Vergiu Cornea in the Ithaca College Theatre
performing his original choreography, Pavane Triste, (1969) to Ravel's Pavane for a Dead Princess |
Link to: Prince of the Dance
When Vergiu Cornea (pronounced CorNAYuh) emigrated to America's Ithaca, New York, from Roumania in 1956 he had lived under two tyrannies:
As Premier Danseur of the Berlin Opéra Comique and Balletmeister of the Hamburg Statsopera, he had been given a personal armed enforced Nazi military escort to the theatre every night at the order of Goebbels during Hitler's reign, an armed guard to stave off the actual wolves which roamed the streets at the time;
as a Roumanian citizen, he had fled post- World War II communist rule in that Iron Curtain country, where he had performed in trio as dancer with ballerina Iris Barbura and pianist Sergiu Celibidache, later an internationally acclaimed conductor.
When he arrived in Ithaca in 1956, where his partner, Iris Barbura had preceded him, America's anti-communist xenophobia prevailed and he wound up being, not a celebrated artist but a janitor in the Ithaca YMCA, "cleaning toilets" as he liked to remind listeners.
A lucky break landed him a job as ballroom dancing instructor at Cornell, and then the pioneering presidency of Howard Dillingham, who would build an all new Ithaca College campus from scratch on South Hill, provided opportunity for Cornea to become Instructor of Drama and Dance in Ithaca College 's nationally known Drama Department.
He retired at 65 in 1978 having risen to Associate Professor of Drama and Dance, and still lives in Ithaca on the eve of his 98th year.
Twenty-three years of students have felt his exacting artistic influence, including this writer, who had him as an Acting 101 teacher in 1964 in what was left of the downtown Ithaca College campus, the theatre and speech buildings.

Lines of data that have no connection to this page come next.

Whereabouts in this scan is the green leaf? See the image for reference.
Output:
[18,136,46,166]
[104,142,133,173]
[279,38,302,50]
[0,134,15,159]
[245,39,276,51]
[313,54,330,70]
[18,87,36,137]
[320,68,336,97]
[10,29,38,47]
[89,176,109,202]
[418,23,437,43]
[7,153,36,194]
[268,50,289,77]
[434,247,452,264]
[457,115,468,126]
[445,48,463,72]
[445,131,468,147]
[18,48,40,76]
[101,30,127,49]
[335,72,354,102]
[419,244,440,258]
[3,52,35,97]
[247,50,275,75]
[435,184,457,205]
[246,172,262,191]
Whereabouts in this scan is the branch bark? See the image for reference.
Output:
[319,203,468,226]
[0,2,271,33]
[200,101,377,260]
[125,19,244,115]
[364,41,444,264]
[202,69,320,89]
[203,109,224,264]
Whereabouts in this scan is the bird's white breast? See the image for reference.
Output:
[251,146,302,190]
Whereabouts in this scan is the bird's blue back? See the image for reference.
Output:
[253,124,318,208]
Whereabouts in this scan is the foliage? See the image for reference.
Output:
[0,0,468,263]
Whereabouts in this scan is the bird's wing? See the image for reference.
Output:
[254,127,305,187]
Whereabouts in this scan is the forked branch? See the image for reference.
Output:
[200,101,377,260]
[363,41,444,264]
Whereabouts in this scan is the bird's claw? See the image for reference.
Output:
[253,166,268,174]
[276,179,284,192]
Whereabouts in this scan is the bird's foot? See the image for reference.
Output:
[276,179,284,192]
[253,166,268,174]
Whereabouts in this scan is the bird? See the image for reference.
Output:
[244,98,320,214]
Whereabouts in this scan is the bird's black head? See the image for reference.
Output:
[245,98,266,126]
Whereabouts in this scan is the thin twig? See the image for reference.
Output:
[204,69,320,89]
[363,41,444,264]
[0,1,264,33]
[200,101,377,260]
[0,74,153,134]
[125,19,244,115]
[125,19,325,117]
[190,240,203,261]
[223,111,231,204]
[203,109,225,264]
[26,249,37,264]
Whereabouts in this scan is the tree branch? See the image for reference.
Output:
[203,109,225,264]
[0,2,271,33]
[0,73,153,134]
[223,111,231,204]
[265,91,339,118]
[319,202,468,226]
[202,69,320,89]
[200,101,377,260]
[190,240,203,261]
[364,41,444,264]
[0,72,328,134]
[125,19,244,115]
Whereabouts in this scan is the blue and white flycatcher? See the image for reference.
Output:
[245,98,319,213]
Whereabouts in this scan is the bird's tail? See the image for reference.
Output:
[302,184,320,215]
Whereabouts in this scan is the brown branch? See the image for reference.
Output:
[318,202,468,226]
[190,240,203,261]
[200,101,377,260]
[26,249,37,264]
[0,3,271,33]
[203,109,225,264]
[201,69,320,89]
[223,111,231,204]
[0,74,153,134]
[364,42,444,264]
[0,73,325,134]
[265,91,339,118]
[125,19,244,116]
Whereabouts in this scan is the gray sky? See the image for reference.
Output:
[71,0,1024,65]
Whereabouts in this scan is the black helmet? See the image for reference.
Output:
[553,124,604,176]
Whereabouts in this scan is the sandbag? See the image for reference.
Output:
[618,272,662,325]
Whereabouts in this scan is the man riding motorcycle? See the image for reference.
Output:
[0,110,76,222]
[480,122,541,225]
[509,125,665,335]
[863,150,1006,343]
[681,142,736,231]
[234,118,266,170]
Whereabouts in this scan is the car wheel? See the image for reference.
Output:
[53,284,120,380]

After several years of lobbying beginning in 2003 as Cornea was about to turn 90, I persuaded the Ithaca College alumni magazine to do a feature article about the maestro in 2006, which they entitled Prince of the Dance.
It was worth the wait:
That excellent article by Barbara Adams can be read by clicking on the link above. After it was published alumni, who had been Cornea's students, banded together and nominated him for the Alumni Association's Distinguished Faculty Award, (type in his name in search window) which he received the following year.
Note: Mr. Cornea died this year, 2012, at age 99, almost reaching his 100th birthday.